Across other markets, progress continued on data sovereignty frameworks, cloud and hosting guidelines, spectrum reform, and infrastructure-sharing mandates. Regulators demonstrated greater openness to industry consultation and phased implementation, moving closer to co-creation with operators, investors, and technology providers. In 2026, we expect increased support for IXPs, clearer rules for satellite and hybrid connectivity, and more consistent enforcement across markets.

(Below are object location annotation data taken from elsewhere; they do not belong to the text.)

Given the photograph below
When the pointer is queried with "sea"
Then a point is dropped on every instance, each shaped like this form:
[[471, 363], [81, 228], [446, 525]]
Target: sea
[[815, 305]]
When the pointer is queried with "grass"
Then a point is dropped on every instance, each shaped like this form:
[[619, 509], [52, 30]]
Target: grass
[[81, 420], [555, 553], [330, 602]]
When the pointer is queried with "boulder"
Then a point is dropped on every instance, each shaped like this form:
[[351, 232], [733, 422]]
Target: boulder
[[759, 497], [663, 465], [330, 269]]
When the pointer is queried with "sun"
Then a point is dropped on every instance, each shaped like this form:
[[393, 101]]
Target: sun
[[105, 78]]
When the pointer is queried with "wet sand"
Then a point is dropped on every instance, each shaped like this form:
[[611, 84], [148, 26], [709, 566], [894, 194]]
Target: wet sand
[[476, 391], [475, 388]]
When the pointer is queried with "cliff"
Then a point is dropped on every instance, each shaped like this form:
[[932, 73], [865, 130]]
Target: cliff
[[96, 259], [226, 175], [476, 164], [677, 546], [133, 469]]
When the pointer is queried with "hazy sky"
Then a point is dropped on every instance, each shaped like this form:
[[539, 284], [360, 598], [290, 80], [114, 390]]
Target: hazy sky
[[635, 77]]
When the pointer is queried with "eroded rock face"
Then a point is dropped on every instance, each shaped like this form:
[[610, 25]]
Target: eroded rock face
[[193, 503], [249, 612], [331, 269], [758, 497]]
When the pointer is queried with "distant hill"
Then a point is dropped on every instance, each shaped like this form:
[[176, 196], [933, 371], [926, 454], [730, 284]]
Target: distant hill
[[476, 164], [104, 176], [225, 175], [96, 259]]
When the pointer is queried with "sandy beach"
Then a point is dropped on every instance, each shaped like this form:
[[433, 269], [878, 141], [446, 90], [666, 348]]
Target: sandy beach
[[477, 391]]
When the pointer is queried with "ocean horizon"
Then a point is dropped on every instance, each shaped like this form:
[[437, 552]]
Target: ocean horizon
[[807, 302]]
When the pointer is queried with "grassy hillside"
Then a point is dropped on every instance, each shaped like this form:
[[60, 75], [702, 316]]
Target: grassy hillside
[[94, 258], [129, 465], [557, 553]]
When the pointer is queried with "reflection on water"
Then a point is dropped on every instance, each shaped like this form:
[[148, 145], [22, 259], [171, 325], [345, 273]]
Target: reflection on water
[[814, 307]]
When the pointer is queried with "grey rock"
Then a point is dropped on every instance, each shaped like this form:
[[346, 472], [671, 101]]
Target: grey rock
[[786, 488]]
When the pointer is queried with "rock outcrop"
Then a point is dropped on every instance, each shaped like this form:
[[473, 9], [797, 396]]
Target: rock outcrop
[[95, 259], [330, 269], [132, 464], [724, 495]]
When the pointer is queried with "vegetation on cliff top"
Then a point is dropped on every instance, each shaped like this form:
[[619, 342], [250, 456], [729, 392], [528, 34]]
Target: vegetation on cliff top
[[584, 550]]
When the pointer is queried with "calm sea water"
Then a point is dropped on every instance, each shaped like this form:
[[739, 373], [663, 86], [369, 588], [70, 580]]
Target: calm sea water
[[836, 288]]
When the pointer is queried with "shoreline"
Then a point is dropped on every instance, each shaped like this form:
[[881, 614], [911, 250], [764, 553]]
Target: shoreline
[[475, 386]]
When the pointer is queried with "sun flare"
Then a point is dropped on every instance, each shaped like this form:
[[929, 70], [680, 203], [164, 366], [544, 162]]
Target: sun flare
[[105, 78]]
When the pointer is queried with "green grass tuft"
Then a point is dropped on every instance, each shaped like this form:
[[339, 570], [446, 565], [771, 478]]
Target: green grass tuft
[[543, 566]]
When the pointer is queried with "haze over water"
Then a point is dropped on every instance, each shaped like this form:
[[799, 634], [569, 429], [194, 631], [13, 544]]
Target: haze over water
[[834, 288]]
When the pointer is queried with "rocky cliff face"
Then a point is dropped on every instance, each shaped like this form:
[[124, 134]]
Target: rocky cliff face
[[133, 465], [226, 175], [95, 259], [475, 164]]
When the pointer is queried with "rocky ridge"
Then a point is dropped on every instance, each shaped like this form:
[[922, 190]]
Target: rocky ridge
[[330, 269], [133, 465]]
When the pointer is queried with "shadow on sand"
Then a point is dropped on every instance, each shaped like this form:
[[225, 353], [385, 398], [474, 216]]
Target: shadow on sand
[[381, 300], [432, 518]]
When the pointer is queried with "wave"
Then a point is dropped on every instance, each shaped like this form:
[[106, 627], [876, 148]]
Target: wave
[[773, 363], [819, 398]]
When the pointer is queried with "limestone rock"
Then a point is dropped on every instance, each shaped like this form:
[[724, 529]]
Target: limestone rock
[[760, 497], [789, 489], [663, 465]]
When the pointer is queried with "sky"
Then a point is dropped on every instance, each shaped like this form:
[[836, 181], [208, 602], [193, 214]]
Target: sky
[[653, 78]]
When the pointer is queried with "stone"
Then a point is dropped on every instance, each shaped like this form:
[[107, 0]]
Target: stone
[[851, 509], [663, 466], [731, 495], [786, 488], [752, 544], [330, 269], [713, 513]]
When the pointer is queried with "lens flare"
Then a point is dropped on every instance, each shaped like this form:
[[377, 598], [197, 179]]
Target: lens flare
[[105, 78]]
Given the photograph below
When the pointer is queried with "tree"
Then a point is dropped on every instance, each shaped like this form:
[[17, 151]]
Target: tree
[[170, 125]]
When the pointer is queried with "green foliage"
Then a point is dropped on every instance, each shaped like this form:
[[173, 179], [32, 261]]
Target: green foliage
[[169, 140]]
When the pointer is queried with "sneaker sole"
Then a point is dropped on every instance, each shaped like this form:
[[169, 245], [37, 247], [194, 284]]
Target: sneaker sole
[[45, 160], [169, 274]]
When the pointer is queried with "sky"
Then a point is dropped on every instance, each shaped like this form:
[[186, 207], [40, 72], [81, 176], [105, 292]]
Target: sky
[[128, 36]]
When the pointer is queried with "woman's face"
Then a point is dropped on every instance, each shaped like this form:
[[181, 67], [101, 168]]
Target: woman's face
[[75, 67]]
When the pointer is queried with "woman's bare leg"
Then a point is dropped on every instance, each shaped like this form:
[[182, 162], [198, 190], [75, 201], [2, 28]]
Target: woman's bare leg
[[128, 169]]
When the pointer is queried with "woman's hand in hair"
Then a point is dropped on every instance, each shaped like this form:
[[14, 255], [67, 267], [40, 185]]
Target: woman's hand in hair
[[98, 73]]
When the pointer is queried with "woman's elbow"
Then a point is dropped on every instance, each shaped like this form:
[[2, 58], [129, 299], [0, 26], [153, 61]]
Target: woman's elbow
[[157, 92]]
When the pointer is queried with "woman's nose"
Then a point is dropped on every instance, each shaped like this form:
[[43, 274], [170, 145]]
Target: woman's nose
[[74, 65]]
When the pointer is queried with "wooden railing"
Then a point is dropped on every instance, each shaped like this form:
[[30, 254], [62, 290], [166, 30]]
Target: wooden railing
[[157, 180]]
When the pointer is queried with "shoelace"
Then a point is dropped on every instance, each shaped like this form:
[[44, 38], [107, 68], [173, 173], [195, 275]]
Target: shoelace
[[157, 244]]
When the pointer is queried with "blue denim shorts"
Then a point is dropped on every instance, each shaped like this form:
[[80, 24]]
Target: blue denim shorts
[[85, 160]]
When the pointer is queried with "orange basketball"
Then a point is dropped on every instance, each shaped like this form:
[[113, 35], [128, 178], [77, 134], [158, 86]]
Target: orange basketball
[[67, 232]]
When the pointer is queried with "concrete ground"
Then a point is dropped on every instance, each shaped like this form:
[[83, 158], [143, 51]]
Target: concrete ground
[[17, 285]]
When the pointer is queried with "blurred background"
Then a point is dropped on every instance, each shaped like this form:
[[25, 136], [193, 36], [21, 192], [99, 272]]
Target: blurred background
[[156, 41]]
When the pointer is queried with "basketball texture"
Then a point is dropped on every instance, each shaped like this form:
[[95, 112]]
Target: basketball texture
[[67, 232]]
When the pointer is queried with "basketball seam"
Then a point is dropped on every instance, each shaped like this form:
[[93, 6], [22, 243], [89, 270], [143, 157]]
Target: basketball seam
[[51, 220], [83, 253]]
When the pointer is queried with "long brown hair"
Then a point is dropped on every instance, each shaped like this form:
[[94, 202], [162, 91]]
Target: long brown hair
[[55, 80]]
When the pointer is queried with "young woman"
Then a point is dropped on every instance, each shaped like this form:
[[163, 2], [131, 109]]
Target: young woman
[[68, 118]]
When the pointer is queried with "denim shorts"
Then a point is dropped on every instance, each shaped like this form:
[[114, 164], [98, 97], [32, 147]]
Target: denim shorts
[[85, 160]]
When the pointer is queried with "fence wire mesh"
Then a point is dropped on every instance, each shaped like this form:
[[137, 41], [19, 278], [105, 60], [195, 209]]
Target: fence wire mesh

While challenges remain, particularly around execution and subnational coordination, the direction of travel is positive. Clearer policy frameworks and regulator upskilling are helping to deepen the industry, narrow risk premiums, and create the predictability required for long-term digital infrastructure investment.
Insecurity
Insecurity remained a major non-sector constraint affecting digital infrastructure development across several African markets in 2025. Fiber cuts, tower vandalism, diesel theft, and deliberate sabotage increasingly reflected broader challenges of poverty, weak local enforcement, and insecurity rather than failures of industry planning or investment appetite. For operators and investors, these risks translated directly into higher operating costs, service disruptions, delayed rollouts, and elevated risk premiums, particularly in regions where infrastructure is viewed as an unprotected or extractive asset rather than shared national capital.
In Nigeria, the Christmas Day terrorist attack in Sokoto underscored the scale of the challenge, but it also marked a potential inflection point. The renewed security posture and coordinated actions by Nigerian authorities, with backing from international partners including the United States, signal a more serious recognition that insecurity is both a national and economic threat. If sustained in 2026, stronger security enforcement could materially improve the operating environment for digital infrastructure, reducing vandalism, protecting backbone assets, and restoring investor confidence in high-impact but underserved regions.
Looking ahead, the industry’s resilience will increasingly depend on how governments classify and protect digital infrastructure. Treating fiber networks, towers, data centers, and subsea landing points as critical national infrastructure, backed by enforcement and community engagement, will be essential. Without addressing insecurity at its root, progress in policy, funding, and technology risks being undermined on the ground. With it, however, Africa can unlock faster deployment, lower costs, and more inclusive digital access, especially in regions that need it most.
Closing
The signals from 2025 point to a digital infrastructure market that is maturing, but still uneven. Capital, demand, and policy intent are increasingly aligned, yet execution will determine outcomes. In 2026, progress will hinge less on announcements and more on delivery, turning policy into permits, capital into construction, and demand into predictable, bankable revenue. Africa’s digital future is both achievable and financeable. The task ahead is clear: to build it deliberately, collaboratively, and at scale.